Jetzt grinste Jake. War da nicht der Anflug von Missfallen in der Stimme seiner Assistentin zu hören? Er vermutete, Belle war nicht mit Samantha Vickers einverstanden. Seine Mutter übrigens auch nicht, auch wenn – oder gerade weil – sie Samantha im Fernsehen gesehen hatte: wie Sam die Frühjahrskollektion für „Emmeline Dessous“ auf dem Laufsteg präsentierte, nur spärlich bekleidet mit Strapsen, Spitzenunterwäsche und hohen Pfennigabsätzen, mit Schmollmund und einem Blick, der besagte, dass sie wild und nur zu zähmen war, wenn man über … eine lange Peitsche verfügte.

„In den Zeitungen wird dein Name ständig mit ihr in Verbindung gebracht, aber du hast sie mir nie vorgestellt“, hatte Sarah Reece ihm vorgehalten. „Diese Fernsehsendung war die einzige Möglichkeit, sie mir endlich einmal anzusehen.“

Er brachte seine Frauen grundsätzlich nicht mit in die Eigentumswohnung seiner Mutter. Aber das hatte Jake lieber für sich behalten.

„Dieser Aufzug, in dem Miss Vickers herumgelaufen ist …“ Ein zartes Rot hatte sich auf die Wangen seiner Mutter gestohlen, und Jake hatte sich zusammennehmen müssen, um nicht entnervt aufzustöhnen. Manchmal, so hatte er gedacht, war Sarah wirklich altmodisch, wie aus einer anderen Zeit. So züchtig und schamhaft. Er liebte sie dafür, aber er hatte keine Lust auf das gehabt, was unausweichlich nach diesem Satz folgen würde.

„Joaquim, es wird Zeit, dass du zur Ruhe kommt.

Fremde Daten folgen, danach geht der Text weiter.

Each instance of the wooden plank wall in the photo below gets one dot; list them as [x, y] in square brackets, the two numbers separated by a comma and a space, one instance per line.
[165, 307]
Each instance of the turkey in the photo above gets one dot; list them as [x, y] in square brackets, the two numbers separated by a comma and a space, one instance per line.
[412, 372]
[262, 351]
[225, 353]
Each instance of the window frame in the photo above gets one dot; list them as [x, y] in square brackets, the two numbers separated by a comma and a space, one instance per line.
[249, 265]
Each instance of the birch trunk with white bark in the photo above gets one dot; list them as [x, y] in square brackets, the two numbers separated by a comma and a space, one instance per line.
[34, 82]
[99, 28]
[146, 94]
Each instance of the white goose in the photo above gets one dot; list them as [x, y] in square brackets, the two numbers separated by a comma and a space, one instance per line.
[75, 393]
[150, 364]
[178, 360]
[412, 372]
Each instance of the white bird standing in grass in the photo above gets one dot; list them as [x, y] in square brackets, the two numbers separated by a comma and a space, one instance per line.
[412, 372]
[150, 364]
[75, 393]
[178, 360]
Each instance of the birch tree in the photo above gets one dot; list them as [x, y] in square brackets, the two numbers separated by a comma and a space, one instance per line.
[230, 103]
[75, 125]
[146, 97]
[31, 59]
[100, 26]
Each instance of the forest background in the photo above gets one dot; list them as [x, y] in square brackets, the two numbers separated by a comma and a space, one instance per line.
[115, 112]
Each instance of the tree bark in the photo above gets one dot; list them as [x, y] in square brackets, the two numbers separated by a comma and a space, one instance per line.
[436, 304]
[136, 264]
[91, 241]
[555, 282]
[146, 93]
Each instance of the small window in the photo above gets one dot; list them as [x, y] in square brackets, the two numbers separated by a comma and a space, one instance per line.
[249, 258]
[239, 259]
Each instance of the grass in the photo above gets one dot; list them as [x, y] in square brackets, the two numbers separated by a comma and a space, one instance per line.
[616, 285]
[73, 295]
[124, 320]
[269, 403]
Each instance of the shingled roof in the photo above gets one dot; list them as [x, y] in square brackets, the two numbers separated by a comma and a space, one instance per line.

All diese jungen Frauen, mit denen du ausgeht … Ich weiß, die Zeiten haben sich geändert, aber …“

„Aber du wünschst dir, ich würde mir endlich ein nettes Mädchen suchen.“

„Richtig.“

„Und heiraten.“

„Genau.“

„Ein Haus mit Kindern füllen, einen Hund anschaffen, den Porsche und den Mercedes gegen einen Kleintransporter und einen Familienkombi eintauschen und …“

„Jetzt machst du dich über mich lustig“, hatte seine Mutter ihn pikiert unterbrochen, und er hatte die Arme um sie gelegt und ihr versichert, dass das ganz bestimmt nicht seine Absicht sei und er eines Tages all diese Dinge tun würde.

Nur eben noch nicht jetzt.

Nicht, wenn es noch so viele Samanthas auf der Welt gab. Und vor allem nicht, wenn der Ausbau seines Imperiums das Wichtigste in seinem Leben war.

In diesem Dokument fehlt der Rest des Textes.